Solutions

There are two main directions to reduce MEV:

• Reduce the flexibility of the miner to reorder transactions by enforcing ordering rules and/or

• Introduce a competitive market for the right to reorder, add, and/or censor transactions.

Recent work has focused on reducing strategy profitability via more complex ordering consensus mechanisms (for example, approximate first-in-first-out sequencing and other sequencing rules with execution price guarantees. Fair sequencing forces validators to come to consensus on relative transaction orderings, i.e., validators vote on whether transaction A came before transaction B as part of the consensus protocol rules. Such systems cannot be deterministically secure due to the Condorcet paradox and Arrow’s impossibility theorem.

This is one of the strategies designed to mitigate MEV. Numerous other strategies and protocols also aim to reduce MEV by leveraging various mechanism design techniques and protocol-level interventions. The following list provides more details of these approaches:

1. Batch Auctions: CoWSwap leverages batch auctions to provide MEV protection, plus integrate with liquidity sources across DEXs to offer traders the best prices.When two traders each hold an asset the other wants, an order can be settled directly between them without an external market maker or liquidity provider. Any excess is settled in the same transaction with the best available AMM. The transaction is sent by “solvers” which set tight slippage bounds. Solvers compete with each other to achieve best prices for the user.

2. Fair Sequencing Service: The idea behind FSS is to have an oracle network order the transactions sent to a particular contract SC, including both user transactions and oracle reports. Oracle nodes ingest transactions and then reach consensus on their ordering, rather than allowing a single leader to dictate it. FSS is a framework for implementing ordering policies, of which Aequitas (protocol for order-fairness in addition to consistency and liveness) is one example.
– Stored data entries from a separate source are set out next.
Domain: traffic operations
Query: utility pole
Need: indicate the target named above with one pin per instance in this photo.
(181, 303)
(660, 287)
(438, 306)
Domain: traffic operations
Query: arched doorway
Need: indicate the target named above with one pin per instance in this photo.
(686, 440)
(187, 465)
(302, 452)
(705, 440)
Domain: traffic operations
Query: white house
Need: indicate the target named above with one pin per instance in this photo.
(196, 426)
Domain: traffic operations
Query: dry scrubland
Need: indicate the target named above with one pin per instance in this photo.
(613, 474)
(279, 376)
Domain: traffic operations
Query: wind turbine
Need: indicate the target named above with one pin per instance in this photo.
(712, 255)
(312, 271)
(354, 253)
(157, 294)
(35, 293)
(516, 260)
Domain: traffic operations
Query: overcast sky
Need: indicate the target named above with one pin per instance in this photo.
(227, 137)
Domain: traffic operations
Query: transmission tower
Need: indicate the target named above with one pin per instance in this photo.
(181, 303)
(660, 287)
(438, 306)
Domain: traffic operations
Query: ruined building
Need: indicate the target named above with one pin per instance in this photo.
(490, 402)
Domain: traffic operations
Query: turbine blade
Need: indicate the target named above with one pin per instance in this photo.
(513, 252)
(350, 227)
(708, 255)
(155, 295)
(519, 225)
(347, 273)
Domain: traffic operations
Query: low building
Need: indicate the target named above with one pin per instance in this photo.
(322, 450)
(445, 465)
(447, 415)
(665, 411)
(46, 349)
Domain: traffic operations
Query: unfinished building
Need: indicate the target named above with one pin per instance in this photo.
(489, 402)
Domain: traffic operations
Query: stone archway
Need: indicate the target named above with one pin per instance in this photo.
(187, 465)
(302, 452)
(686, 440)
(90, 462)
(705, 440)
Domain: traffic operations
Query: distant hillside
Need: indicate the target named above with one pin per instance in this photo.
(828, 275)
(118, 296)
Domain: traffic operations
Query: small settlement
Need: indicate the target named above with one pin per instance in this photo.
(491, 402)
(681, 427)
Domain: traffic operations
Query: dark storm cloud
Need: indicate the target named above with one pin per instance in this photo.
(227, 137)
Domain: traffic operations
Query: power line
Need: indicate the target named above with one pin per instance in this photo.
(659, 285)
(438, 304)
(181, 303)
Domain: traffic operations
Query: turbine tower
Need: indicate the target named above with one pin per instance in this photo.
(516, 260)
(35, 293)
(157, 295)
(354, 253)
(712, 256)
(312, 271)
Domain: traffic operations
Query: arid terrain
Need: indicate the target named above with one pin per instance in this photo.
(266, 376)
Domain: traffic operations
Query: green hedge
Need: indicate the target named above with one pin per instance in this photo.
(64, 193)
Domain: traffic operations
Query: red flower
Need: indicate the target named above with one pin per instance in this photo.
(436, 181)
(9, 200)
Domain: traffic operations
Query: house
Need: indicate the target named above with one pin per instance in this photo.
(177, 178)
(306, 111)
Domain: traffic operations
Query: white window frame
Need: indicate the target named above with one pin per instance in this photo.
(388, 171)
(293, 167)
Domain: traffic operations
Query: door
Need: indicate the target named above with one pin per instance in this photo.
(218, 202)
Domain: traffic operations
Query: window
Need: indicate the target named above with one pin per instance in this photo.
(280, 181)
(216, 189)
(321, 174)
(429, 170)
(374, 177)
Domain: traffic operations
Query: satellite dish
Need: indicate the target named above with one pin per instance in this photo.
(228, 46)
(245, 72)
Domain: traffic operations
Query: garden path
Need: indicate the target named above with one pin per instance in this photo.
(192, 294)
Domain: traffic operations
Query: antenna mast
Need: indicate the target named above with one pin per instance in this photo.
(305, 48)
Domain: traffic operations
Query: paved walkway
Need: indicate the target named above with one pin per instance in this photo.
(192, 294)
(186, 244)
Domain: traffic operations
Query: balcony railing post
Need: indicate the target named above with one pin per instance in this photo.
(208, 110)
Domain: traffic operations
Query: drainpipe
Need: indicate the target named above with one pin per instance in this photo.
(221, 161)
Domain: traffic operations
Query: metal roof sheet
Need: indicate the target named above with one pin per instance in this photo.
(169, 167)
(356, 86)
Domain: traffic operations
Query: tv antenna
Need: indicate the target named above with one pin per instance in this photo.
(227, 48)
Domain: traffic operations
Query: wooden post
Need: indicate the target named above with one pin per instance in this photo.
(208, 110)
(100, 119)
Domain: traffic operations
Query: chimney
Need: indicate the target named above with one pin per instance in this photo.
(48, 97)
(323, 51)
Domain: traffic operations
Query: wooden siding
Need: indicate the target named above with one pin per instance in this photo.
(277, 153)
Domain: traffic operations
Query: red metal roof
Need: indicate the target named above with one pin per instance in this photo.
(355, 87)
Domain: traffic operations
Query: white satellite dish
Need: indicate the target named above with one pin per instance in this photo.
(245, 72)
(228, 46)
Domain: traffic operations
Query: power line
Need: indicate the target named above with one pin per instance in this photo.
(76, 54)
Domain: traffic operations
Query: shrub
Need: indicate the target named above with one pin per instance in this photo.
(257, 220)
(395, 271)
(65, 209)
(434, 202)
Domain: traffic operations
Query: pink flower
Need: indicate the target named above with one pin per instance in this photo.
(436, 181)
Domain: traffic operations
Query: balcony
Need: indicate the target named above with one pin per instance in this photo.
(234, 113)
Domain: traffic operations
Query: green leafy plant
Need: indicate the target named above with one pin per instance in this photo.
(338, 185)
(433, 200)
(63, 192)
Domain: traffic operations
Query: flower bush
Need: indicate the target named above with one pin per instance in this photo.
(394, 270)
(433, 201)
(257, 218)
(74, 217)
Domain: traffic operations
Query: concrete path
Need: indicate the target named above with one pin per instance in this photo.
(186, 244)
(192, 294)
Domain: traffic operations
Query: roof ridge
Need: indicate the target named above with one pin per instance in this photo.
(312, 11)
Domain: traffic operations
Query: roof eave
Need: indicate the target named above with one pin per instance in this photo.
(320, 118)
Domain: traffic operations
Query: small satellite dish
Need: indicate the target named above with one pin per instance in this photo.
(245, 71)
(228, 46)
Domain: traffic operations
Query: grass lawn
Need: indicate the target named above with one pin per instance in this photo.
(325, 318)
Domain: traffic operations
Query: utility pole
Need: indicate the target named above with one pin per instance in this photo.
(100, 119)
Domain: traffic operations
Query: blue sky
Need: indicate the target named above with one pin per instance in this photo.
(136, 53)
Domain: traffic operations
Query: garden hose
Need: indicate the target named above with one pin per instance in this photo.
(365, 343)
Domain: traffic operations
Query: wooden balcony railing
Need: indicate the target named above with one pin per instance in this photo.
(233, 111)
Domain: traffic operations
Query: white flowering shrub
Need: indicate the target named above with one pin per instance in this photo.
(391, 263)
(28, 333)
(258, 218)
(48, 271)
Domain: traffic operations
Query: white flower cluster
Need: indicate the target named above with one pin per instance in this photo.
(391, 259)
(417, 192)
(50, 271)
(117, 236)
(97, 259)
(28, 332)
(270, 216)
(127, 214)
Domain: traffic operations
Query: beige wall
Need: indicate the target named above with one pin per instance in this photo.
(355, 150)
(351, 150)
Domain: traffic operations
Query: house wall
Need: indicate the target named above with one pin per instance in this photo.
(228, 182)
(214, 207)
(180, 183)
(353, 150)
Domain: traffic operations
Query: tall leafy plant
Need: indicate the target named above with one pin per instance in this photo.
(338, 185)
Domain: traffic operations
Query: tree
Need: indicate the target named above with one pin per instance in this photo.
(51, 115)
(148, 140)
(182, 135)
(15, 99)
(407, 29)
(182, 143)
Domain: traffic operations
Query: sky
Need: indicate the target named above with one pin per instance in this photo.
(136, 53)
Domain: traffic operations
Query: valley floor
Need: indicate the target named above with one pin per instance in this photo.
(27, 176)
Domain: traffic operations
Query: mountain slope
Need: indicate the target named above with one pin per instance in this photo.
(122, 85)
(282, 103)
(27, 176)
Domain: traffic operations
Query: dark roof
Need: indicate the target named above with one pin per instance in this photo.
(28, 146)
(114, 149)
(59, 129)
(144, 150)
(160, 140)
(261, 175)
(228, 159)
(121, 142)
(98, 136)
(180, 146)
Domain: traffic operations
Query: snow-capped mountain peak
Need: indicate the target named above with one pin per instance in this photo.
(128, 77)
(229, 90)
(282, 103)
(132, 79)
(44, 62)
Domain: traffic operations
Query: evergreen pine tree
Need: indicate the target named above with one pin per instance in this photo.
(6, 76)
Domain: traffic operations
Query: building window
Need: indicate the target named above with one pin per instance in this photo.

It can alternatively support simpler approaches, such as straightforward encryption of transactions, which can then be decrypted in a threshold manner by oracle nodes after ordering. It will also support various policies for inserting oracle reports into a stream of transactions. (It can even support MEV auctions, if desired.)

3. Shutter Network: Shutter Network is an open-source initiative designed to mitigate frontrunning and malicious MEV on Ethereum through the implementation of a threshold cryptography-based Distributed Key Generation (DKG) protocol. A Shutter transaction ensures protection from frontrunning within the target smart contract system, navigating through a series of stages before execution: Creation and Encryption: The user’s wallet creates and encrypts the transaction. Batching: The encrypted transaction is sent to the batcher contract as a standard Ethereum transaction. Decryption: Keypers (designated decryption agents) pick up and decrypt the transaction. Execution: The decrypted transaction is sent to the executor contract. Finalization: The executor contract forwards the transaction to the target smart contract for execution.

This multi-step process ensures that transactions remain shielded from frontrunning until they are securely executed on the blockchain.